Pascal Quignard’ın yeni romanı Aşk, Deniz, Livera Yayınları aracılığıyla okuyucuya sunuluyor. S. İpek Montanari’nin titiz çevirisiyle okuyucuya ulaşan bu eser, aşkın karmaşıklığına ve insan doğasına dair derin bir sorgulama sunuyor. Romanın tanıtım bülteninden derlenen pasajlar, Quignard’ın felsefi yaklaşımını ve eserinin temel temasını gözler önüne seriyor: Aşkı bir hedef, bir amaç, bir nesne olarak görenlerin aslında sevmediği.
“Erkek olsun, kadın olsun, kim aşkı bir nesne yerine koyarsa, sevmiyordur. Aşka bir hedef biçen bütün insanlar ya da hayvanlar, sevmiyorlardır.” cümlesi, romanın merkezindeki bu temel gerçeği çarpıcı bir şekilde ifade ediyor.
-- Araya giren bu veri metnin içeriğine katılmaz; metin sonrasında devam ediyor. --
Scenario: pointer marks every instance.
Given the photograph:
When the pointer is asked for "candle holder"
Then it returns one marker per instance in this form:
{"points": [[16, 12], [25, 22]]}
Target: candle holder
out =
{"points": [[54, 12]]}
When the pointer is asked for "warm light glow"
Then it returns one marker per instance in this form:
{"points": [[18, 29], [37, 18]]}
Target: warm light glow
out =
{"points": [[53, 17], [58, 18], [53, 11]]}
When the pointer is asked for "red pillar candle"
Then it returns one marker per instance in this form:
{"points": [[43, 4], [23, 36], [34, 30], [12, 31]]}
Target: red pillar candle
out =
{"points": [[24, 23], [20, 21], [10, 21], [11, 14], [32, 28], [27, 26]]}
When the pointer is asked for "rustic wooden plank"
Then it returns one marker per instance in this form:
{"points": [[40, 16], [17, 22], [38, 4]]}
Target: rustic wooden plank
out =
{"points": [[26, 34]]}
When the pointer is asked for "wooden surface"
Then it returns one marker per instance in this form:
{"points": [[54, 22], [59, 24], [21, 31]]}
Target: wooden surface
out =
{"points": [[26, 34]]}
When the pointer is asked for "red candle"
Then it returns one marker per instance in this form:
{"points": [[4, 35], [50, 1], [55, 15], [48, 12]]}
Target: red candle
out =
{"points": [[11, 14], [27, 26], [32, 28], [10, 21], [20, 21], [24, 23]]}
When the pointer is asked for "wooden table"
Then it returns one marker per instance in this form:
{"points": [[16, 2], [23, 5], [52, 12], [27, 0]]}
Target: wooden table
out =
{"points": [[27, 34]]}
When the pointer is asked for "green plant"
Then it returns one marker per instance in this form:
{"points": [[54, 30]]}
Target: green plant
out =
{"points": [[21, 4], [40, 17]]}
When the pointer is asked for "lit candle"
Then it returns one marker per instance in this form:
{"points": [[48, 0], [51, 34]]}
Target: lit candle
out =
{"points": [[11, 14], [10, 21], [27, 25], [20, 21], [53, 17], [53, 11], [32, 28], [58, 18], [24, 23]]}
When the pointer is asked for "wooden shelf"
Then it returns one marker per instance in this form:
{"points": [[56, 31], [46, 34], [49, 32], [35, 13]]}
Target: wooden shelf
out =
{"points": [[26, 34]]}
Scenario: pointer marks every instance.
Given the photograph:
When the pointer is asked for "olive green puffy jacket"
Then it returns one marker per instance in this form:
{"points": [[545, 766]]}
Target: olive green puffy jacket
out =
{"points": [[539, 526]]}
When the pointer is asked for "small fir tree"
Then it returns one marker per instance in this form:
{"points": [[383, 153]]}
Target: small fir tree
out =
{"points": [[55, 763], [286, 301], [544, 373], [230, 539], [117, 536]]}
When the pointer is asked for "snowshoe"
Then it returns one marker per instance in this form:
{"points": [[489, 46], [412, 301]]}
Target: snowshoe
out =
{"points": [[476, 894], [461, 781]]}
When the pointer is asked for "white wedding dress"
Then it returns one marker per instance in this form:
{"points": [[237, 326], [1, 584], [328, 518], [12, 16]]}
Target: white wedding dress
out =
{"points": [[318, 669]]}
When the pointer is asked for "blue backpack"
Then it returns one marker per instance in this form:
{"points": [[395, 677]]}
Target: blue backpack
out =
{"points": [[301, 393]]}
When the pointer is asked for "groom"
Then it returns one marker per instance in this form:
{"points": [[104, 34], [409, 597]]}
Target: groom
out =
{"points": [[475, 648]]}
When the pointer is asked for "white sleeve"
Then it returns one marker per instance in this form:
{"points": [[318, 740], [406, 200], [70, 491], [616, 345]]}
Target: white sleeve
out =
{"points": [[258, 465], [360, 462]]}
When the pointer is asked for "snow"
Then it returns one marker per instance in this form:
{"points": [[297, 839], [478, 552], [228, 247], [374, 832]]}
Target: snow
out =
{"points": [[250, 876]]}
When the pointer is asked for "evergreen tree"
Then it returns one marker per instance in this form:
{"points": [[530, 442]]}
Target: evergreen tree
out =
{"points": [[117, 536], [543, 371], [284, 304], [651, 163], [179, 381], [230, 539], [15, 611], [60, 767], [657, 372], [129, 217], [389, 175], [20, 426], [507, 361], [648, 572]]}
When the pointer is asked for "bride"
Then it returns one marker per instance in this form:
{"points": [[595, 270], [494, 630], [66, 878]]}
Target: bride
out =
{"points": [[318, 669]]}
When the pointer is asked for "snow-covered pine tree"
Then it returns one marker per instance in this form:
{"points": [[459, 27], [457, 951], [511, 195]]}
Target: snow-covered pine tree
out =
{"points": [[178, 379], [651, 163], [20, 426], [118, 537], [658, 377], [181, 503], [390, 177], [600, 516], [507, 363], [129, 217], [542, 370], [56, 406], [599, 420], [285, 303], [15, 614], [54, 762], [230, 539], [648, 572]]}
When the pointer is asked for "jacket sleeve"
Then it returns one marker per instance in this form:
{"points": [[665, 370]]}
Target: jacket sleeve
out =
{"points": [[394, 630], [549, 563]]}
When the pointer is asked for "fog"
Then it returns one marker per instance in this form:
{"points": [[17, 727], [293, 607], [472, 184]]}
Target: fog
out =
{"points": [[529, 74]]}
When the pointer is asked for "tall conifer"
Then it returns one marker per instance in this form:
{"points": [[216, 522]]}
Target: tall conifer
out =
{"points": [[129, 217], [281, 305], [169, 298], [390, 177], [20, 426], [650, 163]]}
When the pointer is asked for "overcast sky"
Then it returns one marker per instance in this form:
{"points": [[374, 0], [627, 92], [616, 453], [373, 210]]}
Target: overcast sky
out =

Aşkın, yuva, statü, başarı gibi dışsal unsurlarla özdeşleştirilmesi, aşkın gerçek doğasından uzaklaşmanın bir göstergesi olarak sunuluyor. Roman, bu beklentilerin ve hedeflerin ardındaki boşluğu, kalbin derinliklerinde yankılanan bir sessizliği keşfetmeye davet ediyor.
Aşk, Deniz, denizlerin derinliklerinde, sessizliğin hüküm sürdüğü bir mekanda geçiyor. Burada aşk, başlangıç ve bitiş noktası olmayan, sonsuz bir döngü olarak karşımıza çıkıyor. Quignard, okuyucuyu bu mistik atmosfere çekerek, aşkın zamansızlığını ve evrenselliğini vurguluyor. Romanın dili, büyüleyici ve düşünceyi harekete geçiren bir üslupla yazılmış. Quignard, okuyucularına yalnızca bir hikaye anlatmakla kalmıyor, aynı zamanda kalplerin duyabileceği bir şarkı, zamanın ötesinden gelen bir fısıltı sunuyor. Bu eser, aşkın anlamını yeniden düşünmeye, içselleştirmeye ve kalbin sesini dinlemeye teşvik eden bir yolculuk sunuyor.